The months that followed not just gave her “some of the most amazing times” with her children but also made her more independent in creating her music.
“I tried to allow things to be as simple and flexible as possible. And just get one day at a time responding to the situation as it was. I had a lot of challenging times with things like learning how to record myself, but also I found that very rewarding…I felt really proud of the independence that I have gained in music as well,” the mother of two said.
The six-time Grammy Award nominee last month launched her latest album “Love Letters”, perhaps her most personal album till date.
“Love Letters” is also Shankar’s first exclusively lyrics-oriented album. She has, in another first, lent her voice to “Lovable” along with Afro-French Cuban musical duo Ibeyi.

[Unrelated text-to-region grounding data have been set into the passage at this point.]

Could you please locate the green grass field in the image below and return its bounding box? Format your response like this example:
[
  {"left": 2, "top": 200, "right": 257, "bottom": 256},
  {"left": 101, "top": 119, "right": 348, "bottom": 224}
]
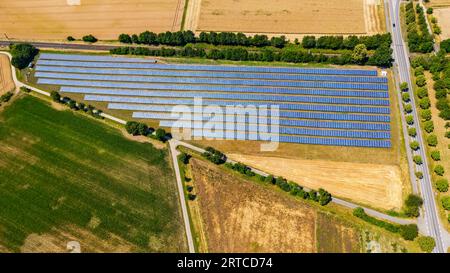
[{"left": 0, "top": 95, "right": 186, "bottom": 252}]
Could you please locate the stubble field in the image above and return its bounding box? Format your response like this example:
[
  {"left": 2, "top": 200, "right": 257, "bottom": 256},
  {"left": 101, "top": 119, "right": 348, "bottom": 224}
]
[
  {"left": 186, "top": 0, "right": 384, "bottom": 36},
  {"left": 0, "top": 0, "right": 184, "bottom": 40}
]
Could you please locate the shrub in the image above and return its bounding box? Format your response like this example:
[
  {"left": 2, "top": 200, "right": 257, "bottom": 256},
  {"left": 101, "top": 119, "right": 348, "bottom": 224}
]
[
  {"left": 413, "top": 155, "right": 422, "bottom": 165},
  {"left": 178, "top": 153, "right": 190, "bottom": 165},
  {"left": 410, "top": 141, "right": 420, "bottom": 151},
  {"left": 430, "top": 150, "right": 440, "bottom": 161},
  {"left": 399, "top": 224, "right": 418, "bottom": 241},
  {"left": 264, "top": 175, "right": 274, "bottom": 184},
  {"left": 434, "top": 165, "right": 445, "bottom": 176},
  {"left": 125, "top": 121, "right": 141, "bottom": 136},
  {"left": 119, "top": 34, "right": 132, "bottom": 44},
  {"left": 416, "top": 75, "right": 427, "bottom": 87},
  {"left": 426, "top": 134, "right": 438, "bottom": 146},
  {"left": 406, "top": 115, "right": 414, "bottom": 125},
  {"left": 436, "top": 179, "right": 449, "bottom": 192},
  {"left": 318, "top": 188, "right": 332, "bottom": 206},
  {"left": 419, "top": 97, "right": 431, "bottom": 109},
  {"left": 408, "top": 127, "right": 417, "bottom": 137},
  {"left": 82, "top": 34, "right": 98, "bottom": 43},
  {"left": 415, "top": 171, "right": 423, "bottom": 179},
  {"left": 421, "top": 109, "right": 432, "bottom": 121},
  {"left": 67, "top": 36, "right": 76, "bottom": 41},
  {"left": 417, "top": 236, "right": 435, "bottom": 253},
  {"left": 353, "top": 207, "right": 400, "bottom": 233},
  {"left": 400, "top": 82, "right": 409, "bottom": 92},
  {"left": 50, "top": 91, "right": 61, "bottom": 102},
  {"left": 0, "top": 92, "right": 13, "bottom": 103},
  {"left": 414, "top": 66, "right": 424, "bottom": 76},
  {"left": 155, "top": 128, "right": 167, "bottom": 141},
  {"left": 417, "top": 87, "right": 428, "bottom": 98},
  {"left": 402, "top": 92, "right": 410, "bottom": 102},
  {"left": 202, "top": 147, "right": 227, "bottom": 165},
  {"left": 442, "top": 196, "right": 450, "bottom": 210},
  {"left": 423, "top": 120, "right": 434, "bottom": 133},
  {"left": 404, "top": 103, "right": 413, "bottom": 113},
  {"left": 9, "top": 43, "right": 39, "bottom": 69}
]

The album, with six tracks including “Those Words”, has notes of tremendous loss and heartbreak, possibly brought into her work by personal health issues and her divorce from British director Joe Wright last year after a marriage of nine years.
“These were difficult times, which pushed me into some very vulnerable places. I’ve written from a personal place before, but this time there was something particularly tender about the process. It was a creative challenge to be brave enough to allow the music to remain as raw as it began,” the musician added.
For “Those Words”, Shankar worked with cellist and composer Ayanna Witter-Johnson, Indian singer Shilpa Rao and dancers Guro Nagelhus Schia and Vebjørn Sundby.